Thanks Allie. Yes I have not had a lot of time to spend online lately but I try to check back in every so often.


----------



## burch (Apr 6, 2010)

Hoggy said:


> I back sweeten mine with sugar. For a five gallon batch I add 3 - 6 inch cinnamon sticks to the primary.




I was hoping to add my cinnamon after I racked and that way I could flavor just a gal. to try out. Is it o.k. to add the cinnamon to the second rack and if so how much for 1 gal. ?


----------



## Hoggy (Apr 6, 2010)

Sure you could add it to the secondary. I would probably just use one stick of cinnamon for a gallon. I tie a string around my cinnamon sticks and suspend them in the wine. I use the rubber bung to secure the loose end of the string.


----------



## Wade E (Apr 6, 2010)

Ive used the apple juice many times to sweeten back my wine but I would condense it so as to not dilute it too much. I do this by simmering it on the stove top till its about 1/3rd its size. I would also add pectic enzyme to the juice that you are adding. As far as how much all depends on how sweet you like your wine and thats a personal thing. For 5 gallon I iuse about 1 quart of simmered juice so about 3 quarts to start with.


----------



## burch (Apr 13, 2010)

Should I stabilize in the primary before racking and adding my sweetner ? Also how long after stabilizing should I wait to sweeten ?


----------



## pittspur (Jul 23, 2010)

I've been playing with my apfelwein. I made the 5 gallons and really didn't care for it - very dry and not much taste at all. I bottled it and it has been sitting for 3-4 months, as I've been hoping it would improve. However, I still don't like it. Last night I started some playing with it. I opened up 5 bottles and threw in 1 can of frozen apple juice concentrate (and sorbate). It is much tastier now. sg went up to 1.017. Not perfect, but now drinkable (for me). I am thinking of trying some other things with it - spicing it somehow, I am digging around to find suggestions.


----------



## ffemt128 (Jul 23, 2010)

I'm with Wade, I made a fpac with apple juice about the same quantities as he used. about 2 1/2 quarts simmered down to 1 quart then added. Back sweetens and also brings back the apple flavor. I spiced mine on the front end.


----------



## gunwolf (Aug 16, 2010)

I bottled my apfelwein two years ago. it came out dry and harsh. I did not make this again.while cleaning a cellar closet last week I stumbled upon a case that got over looked. I refrigerated a few bottles and tested the next day. it had great carbonation, smell of apple juice, smooth flavor, and a great fresh apple juice aftertaste.
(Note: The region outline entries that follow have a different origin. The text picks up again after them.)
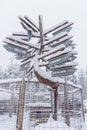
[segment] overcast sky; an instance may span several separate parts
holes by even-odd
[[[77,44],[79,67],[87,65],[87,0],[0,0],[0,65],[13,56],[3,47],[3,39],[22,31],[18,16],[27,15],[38,23],[43,15],[44,29],[63,20],[73,21],[73,41]]]

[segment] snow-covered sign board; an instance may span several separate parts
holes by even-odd
[[[68,75],[72,75],[77,69],[76,68],[64,68],[62,70],[58,70],[58,71],[52,71],[52,76],[53,77],[58,77],[58,76],[68,76]]]
[[[63,21],[48,30],[43,29],[42,16],[39,16],[39,25],[27,16],[19,17],[24,32],[13,33],[4,40],[4,47],[16,54],[16,59],[21,60],[21,70],[26,70],[27,76],[33,74],[39,77],[40,69],[51,72],[51,76],[67,76],[76,71],[75,61],[77,52],[74,51],[75,44],[72,35],[72,22]],[[37,58],[39,70],[35,70],[35,59]],[[49,77],[49,76],[48,76]],[[43,77],[45,79],[45,77]],[[51,81],[50,81],[51,82]]]

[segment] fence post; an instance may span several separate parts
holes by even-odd
[[[24,77],[25,77],[25,71],[23,72],[23,79],[22,79],[22,83],[20,85],[20,91],[19,91],[19,102],[18,102],[16,130],[22,130],[24,97],[25,97],[25,80],[24,80]]]

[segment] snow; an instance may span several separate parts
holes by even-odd
[[[13,91],[0,88],[0,101],[11,100]],[[14,91],[14,98],[18,98],[18,94]]]
[[[51,116],[46,124],[36,126],[35,130],[77,130],[68,127],[63,121],[55,121]]]
[[[15,78],[15,79],[0,79],[0,85],[1,84],[9,84],[9,83],[15,83],[18,82],[20,83],[22,81],[22,78]]]
[[[10,100],[11,99],[11,93],[5,92],[5,90],[1,90],[0,88],[0,101],[3,100]]]

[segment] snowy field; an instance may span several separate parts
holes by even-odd
[[[47,123],[40,124],[37,126],[29,127],[29,123],[27,123],[26,128],[23,130],[87,130],[87,114],[85,114],[85,123],[83,123],[82,129],[79,127],[73,128],[68,127],[64,121],[54,121],[51,117],[49,118]],[[80,123],[80,122],[79,122]],[[16,116],[13,115],[11,118],[9,115],[0,115],[0,130],[15,130],[16,127]]]

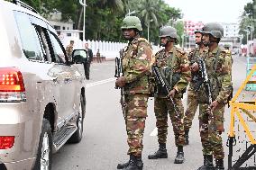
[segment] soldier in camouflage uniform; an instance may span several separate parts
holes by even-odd
[[[203,29],[203,42],[209,51],[205,58],[208,78],[212,90],[213,103],[209,99],[204,85],[201,85],[197,100],[199,103],[199,127],[203,146],[203,169],[224,169],[224,147],[221,134],[224,131],[224,106],[232,91],[231,67],[226,62],[226,52],[218,46],[223,37],[224,28],[217,22],[206,23]],[[196,68],[197,67],[197,68]],[[194,70],[198,69],[198,65]],[[215,167],[213,165],[215,158]]]
[[[66,53],[68,55],[69,61],[71,61],[73,47],[74,47],[74,40],[70,40],[70,44],[66,47]]]
[[[160,30],[160,45],[165,49],[156,53],[156,65],[172,89],[165,94],[162,86],[157,85],[157,93],[154,98],[154,112],[156,115],[156,126],[158,128],[159,149],[149,159],[167,158],[166,141],[168,134],[168,114],[170,117],[175,135],[175,144],[178,152],[175,164],[184,162],[184,108],[181,98],[191,78],[187,56],[184,51],[174,46],[177,42],[177,31],[173,27],[166,26]],[[169,97],[174,100],[177,112]]]
[[[123,58],[123,76],[119,77],[115,85],[123,87],[126,131],[129,145],[130,160],[119,164],[118,169],[141,170],[142,137],[147,117],[148,98],[150,95],[149,76],[154,63],[154,56],[150,43],[140,38],[142,31],[141,21],[136,16],[127,16],[123,20],[123,35],[129,40]]]
[[[202,41],[202,33],[200,30],[197,30],[195,31],[196,35],[196,44],[197,47],[193,49],[189,55],[188,59],[190,61],[191,68],[193,67],[193,64],[198,59],[198,58],[206,56],[207,53],[207,48],[204,45]],[[195,113],[198,107],[198,102],[197,100],[197,92],[196,92],[196,73],[192,71],[192,79],[189,83],[189,87],[187,89],[187,110],[185,112],[184,116],[184,130],[185,130],[185,145],[188,145],[188,132],[189,129],[192,126],[192,121],[195,117]]]

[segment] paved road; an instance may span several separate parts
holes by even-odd
[[[245,78],[246,59],[234,57],[233,85],[236,91]],[[114,170],[120,162],[128,160],[126,155],[126,131],[119,104],[120,92],[114,89],[114,63],[107,61],[91,66],[91,79],[87,81],[87,114],[84,122],[84,139],[79,144],[67,144],[53,155],[53,170]],[[186,103],[187,98],[184,98]],[[148,160],[147,155],[158,148],[155,133],[153,101],[150,100],[144,134],[142,159],[145,170],[194,170],[203,163],[202,148],[198,133],[198,120],[194,120],[190,131],[190,144],[185,147],[186,162],[173,164],[177,148],[174,146],[172,127],[169,123],[167,148],[168,159]],[[225,109],[225,144],[229,126],[230,109]],[[197,117],[198,112],[196,117]],[[255,126],[255,125],[252,125]],[[254,128],[254,130],[256,127]],[[240,148],[242,151],[242,147]],[[225,147],[227,157],[227,148]],[[239,150],[236,148],[236,150]],[[234,156],[238,157],[238,153]],[[225,160],[227,166],[227,159]]]

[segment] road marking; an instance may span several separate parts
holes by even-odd
[[[153,131],[151,133],[151,137],[155,137],[158,135],[158,128],[156,127]]]
[[[113,82],[113,81],[115,81],[115,80],[116,80],[116,78],[108,78],[108,79],[105,79],[105,80],[101,80],[101,81],[87,84],[86,85],[86,87],[88,88],[88,87],[91,87],[91,86],[95,86],[95,85],[102,85],[102,84],[106,84],[106,83]]]

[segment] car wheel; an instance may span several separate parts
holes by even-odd
[[[78,130],[70,137],[70,139],[69,139],[69,143],[79,143],[83,138],[85,108],[86,108],[85,98],[83,97],[83,95],[80,95],[78,116],[77,119]]]
[[[50,122],[43,119],[40,135],[34,170],[50,170],[52,153],[52,133]]]

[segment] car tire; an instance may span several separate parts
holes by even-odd
[[[78,130],[76,132],[70,137],[69,139],[69,143],[79,143],[83,138],[83,130],[84,130],[84,117],[86,112],[86,99],[81,94],[80,95],[80,103],[79,103],[79,111],[78,116],[77,119],[77,127]]]
[[[43,119],[39,147],[33,170],[50,170],[52,153],[52,133],[50,122]]]

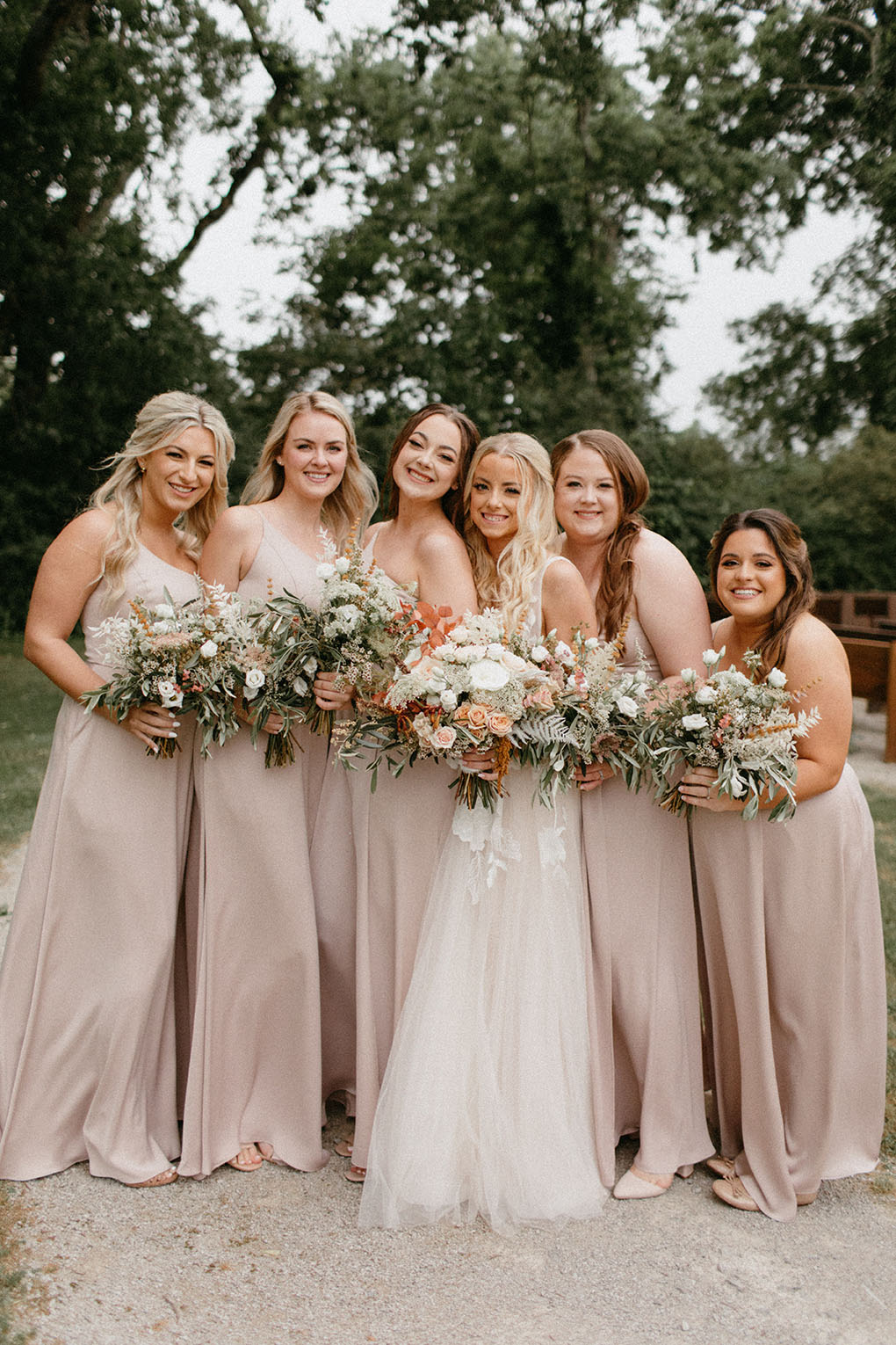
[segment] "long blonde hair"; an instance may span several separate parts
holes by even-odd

I now only have two bottles left...I am afraid to drink them, then there gone.
Now I may make another batch.


----------



## benjaminmofo80 (Sep 23, 2010)

*Applewein*



burch said:


> I`m making a 5gal. batch and was wondering about back sweetning. Has anyone used the same apple juice to make it for a sweetener and if so how much for 5gal. Also, I was wondering about Cinnamon sticks and how much to use for a gal. I don`t wanna do the whole 5gal. in case I don`t like it. I would love to hear what some of ya did to this recipe.
> 
> Burch



I love apples and all the awesomr foods/ drinks they make I know strained and perserved apple is good. I just wanna learn more from every body else about pinneapple....


----------



## benjaminmofo80 (Sep 23, 2010)

Not the master but by SCIENCE you should be fine


----------



## Libertybrewer (Jun 15, 2017)

gunwolf said:


> I bottled my apfelwein two years ago. it came out dry and harsh. I did not make this again.while cleaning a cellar closet last week I stumbled upon a case that got over looked. I refrigerated a few bottles and tested the next day. it had great carbonation, smell of apple juice, smooth flavor, and a great fresh apple juice aftertaste. I now only have two bottles left...I am afraid to drink them, then there gone.
> Now I may make another batch.



I found some the other day in a box that had 09 written on the cap. I wonder how it will be?


----------



## Mismost (Jun 15, 2017)

I have made several batches and never back sweetened. My first impression was similar...hot, tart, nasty dry. Give it a year and it is a very pleasant dry white wine....little to no apple flavor, but good. I need to another 10 gallons or so because once it is a year old, it goes pretty fast.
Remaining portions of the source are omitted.